A política brasiliense vive dias de máscaras caídas. A rejeição do nome de Jorge Messias para o STF, sob a articulação direta de Davi Alcolumbre, não foi uma derrota isolada do Governo Lula. Foi, em essência, uma vitória do instinto de sobrevivência de um Congresso que parece ter declarado guerra à legalidade.
Para entender o que moveu a maioria dos senadores, é preciso olhar além da superfície e conectar os pontos de uma agenda clara: a autoblindagem institucional.
Jorge Messias foi barrado por uma característica que, em tempos normais, seria seu maior trunfo: o perfil técnico e estritamente legalista.

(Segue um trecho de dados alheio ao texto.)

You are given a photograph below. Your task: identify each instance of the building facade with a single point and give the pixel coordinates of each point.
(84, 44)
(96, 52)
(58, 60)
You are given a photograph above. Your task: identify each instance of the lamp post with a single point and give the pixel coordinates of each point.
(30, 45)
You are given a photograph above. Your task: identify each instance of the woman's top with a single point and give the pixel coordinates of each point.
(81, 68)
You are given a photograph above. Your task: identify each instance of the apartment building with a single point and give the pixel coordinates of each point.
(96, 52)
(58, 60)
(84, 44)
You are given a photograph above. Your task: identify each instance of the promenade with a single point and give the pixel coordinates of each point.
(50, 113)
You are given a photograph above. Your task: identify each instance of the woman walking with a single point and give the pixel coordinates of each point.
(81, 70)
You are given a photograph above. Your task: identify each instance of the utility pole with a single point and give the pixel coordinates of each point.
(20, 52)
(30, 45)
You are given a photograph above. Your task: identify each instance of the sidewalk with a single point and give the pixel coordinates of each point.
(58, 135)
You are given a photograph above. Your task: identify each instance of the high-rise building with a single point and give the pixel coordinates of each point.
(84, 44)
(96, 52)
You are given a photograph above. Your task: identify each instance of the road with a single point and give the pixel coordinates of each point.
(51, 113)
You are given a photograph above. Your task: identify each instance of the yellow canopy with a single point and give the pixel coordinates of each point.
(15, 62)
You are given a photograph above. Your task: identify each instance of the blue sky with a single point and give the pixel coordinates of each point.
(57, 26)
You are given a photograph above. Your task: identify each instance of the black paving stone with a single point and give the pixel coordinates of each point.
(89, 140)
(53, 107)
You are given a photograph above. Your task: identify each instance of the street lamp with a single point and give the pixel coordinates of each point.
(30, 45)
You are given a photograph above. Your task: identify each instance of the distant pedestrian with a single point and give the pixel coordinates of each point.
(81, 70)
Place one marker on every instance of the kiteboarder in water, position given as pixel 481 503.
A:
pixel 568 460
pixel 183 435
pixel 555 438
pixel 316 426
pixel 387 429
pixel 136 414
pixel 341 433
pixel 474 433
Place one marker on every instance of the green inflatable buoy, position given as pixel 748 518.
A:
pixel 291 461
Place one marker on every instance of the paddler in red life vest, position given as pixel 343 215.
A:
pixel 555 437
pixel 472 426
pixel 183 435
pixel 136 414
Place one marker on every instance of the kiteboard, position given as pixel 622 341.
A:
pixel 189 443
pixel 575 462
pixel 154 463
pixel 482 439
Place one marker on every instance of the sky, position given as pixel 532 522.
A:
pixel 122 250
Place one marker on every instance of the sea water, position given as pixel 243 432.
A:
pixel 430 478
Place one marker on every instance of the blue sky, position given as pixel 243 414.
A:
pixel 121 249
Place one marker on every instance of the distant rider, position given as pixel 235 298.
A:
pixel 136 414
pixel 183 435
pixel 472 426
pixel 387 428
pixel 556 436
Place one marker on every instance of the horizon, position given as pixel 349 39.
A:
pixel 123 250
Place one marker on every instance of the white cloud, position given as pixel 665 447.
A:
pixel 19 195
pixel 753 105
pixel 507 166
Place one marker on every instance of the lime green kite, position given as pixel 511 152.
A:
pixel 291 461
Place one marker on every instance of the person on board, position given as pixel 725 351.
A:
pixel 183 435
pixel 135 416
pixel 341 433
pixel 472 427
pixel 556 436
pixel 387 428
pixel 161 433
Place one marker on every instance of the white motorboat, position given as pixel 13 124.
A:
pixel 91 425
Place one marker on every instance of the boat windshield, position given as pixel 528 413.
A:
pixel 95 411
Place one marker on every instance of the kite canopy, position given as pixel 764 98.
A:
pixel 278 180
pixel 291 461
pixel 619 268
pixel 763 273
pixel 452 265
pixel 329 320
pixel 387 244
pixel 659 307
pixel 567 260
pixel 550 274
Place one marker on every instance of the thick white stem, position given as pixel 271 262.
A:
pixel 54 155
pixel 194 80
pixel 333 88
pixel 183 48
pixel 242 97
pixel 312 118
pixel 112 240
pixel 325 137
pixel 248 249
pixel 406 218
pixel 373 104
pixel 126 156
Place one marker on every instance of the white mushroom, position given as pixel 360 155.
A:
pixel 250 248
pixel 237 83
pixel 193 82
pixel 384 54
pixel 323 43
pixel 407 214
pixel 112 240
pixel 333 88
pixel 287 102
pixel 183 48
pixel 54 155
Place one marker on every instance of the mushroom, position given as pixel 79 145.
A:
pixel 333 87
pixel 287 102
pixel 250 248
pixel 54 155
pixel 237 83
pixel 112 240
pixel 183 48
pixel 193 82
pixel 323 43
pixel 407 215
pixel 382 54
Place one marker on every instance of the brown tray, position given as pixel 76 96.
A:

Em um ambiente onde pairam sombras sobre o Escândalo do Banco Master e outras operações afins, um ministro que não aceita “acordos de cavalheiros” é visto como uma ameaça existencial.
A resistência à sua indicação é o reflexo direto de um Legislativo que tenta, a todo custo, impedir a abertura da CPI do Banco Master, temendo o que as investigações possam revelar sobre as conexões entre o sistema financeiro e o poder político.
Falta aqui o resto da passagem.